The analysts also said they felt “let down” by the Policing Authority.
Lois West, deputy head of the Garda Analysis Service, said not only had she and senior crime and policing analyst Laura Galligan received no support from the Policing Authority, but it had “told tales” on them, informing Garda management they had approached the authority.
The women told the Justice Oireachtas Committee they were “belittled and treated poorly” when they identified a litany of errors in how the Garda was recording homicides.
They were put under pressure to resile from their findings and to approve homicide misclassifications which they knew were “completely inaccurate” and “misleading”.
Their “integrity was undermined and attacked” and they said they were very thankful they at least had each other to count on for support.
Their treatment by Garda management had improved recently when some reports highlighting their case had been published. The Irish Times first revealed their concerns, without naming the women, last month.
When eventually they were furnished with a copy of the report, it contained classifications and figures that they knew were wrong, yet it had been presented to the Policing Authority by senior Garda officers
Ms West told the committee she believed senior Garda management had failed in its duty of care and had resisted taking on board her and Ms Galligan’s complaints.
The issue was not about statistics, she said. It was about doing right by the victims of crime, including those unlawfully killed.
It was also crucial for the Garda vetting of people applying for clearance to work with children or vulnerable people that any warning signs around them would be flagged when the crime database was checked. This would only happen if crime was recorded properly.
The women said they also believed those at risk of domestic abuse, up to and including being killed by a partner, would not be flagged in time by the Garda unless every violent incident their partner engaged in was properly recorded.
While they did not want to “scaremonger”, they said a wider review of homicides between 2003 and 2017 currently under way needed to examine each case in order to assure the public that all aspects of the Garda’s approach to homicides was as it should have been. However, they were concerned they had received no instructions yet about their own role in that review.
Their difficulties began in July 2016, when they were asked by the Garda National Protective Services Bureau to carry out a review of domestic homicides. It was intended the review would help the Garda improve its approach to domestic violence.
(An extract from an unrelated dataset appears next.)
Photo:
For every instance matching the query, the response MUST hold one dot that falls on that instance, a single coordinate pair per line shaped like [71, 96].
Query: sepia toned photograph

During the initial part of the review, Ms Galligan found issues with the recording of 41 domestic deaths of the 520 deaths between 2013 and 2015 that she had studied.
However, when the Policing Authority began asking questions on homicide misclassifications and sought a report from senior Garda management, Ms West and Ms Galligan and other civilian colleagues were excluded from the compiling of a report for the authority.
Instead, Garda officers compiled their own report and sent it on to the authority.
When eventually they were furnished with a copy of the report, it contained classifications and figures that they knew were wrong, yet it had been presented to the Policing Authority by senior Garda officers.
It also contained negative comment about Ms Galligan’s research, which was described as “inherently weak”, “inappropriate”, “confined” and “restricted”.
Both Ms West and Ms Galligan said they resisted the pressure to approve the data contained in the report. Ms Galligan drew the crime counting rules together in a document and continued, enduring great personal strain, to insist those rules be applied to analysing homicides.
When a second report was given to the Policing Authority in September 2017, Ms Galligan’s methodology was used and the correct figures were supplied, including 12 deaths that needed to be upgraded to homicide.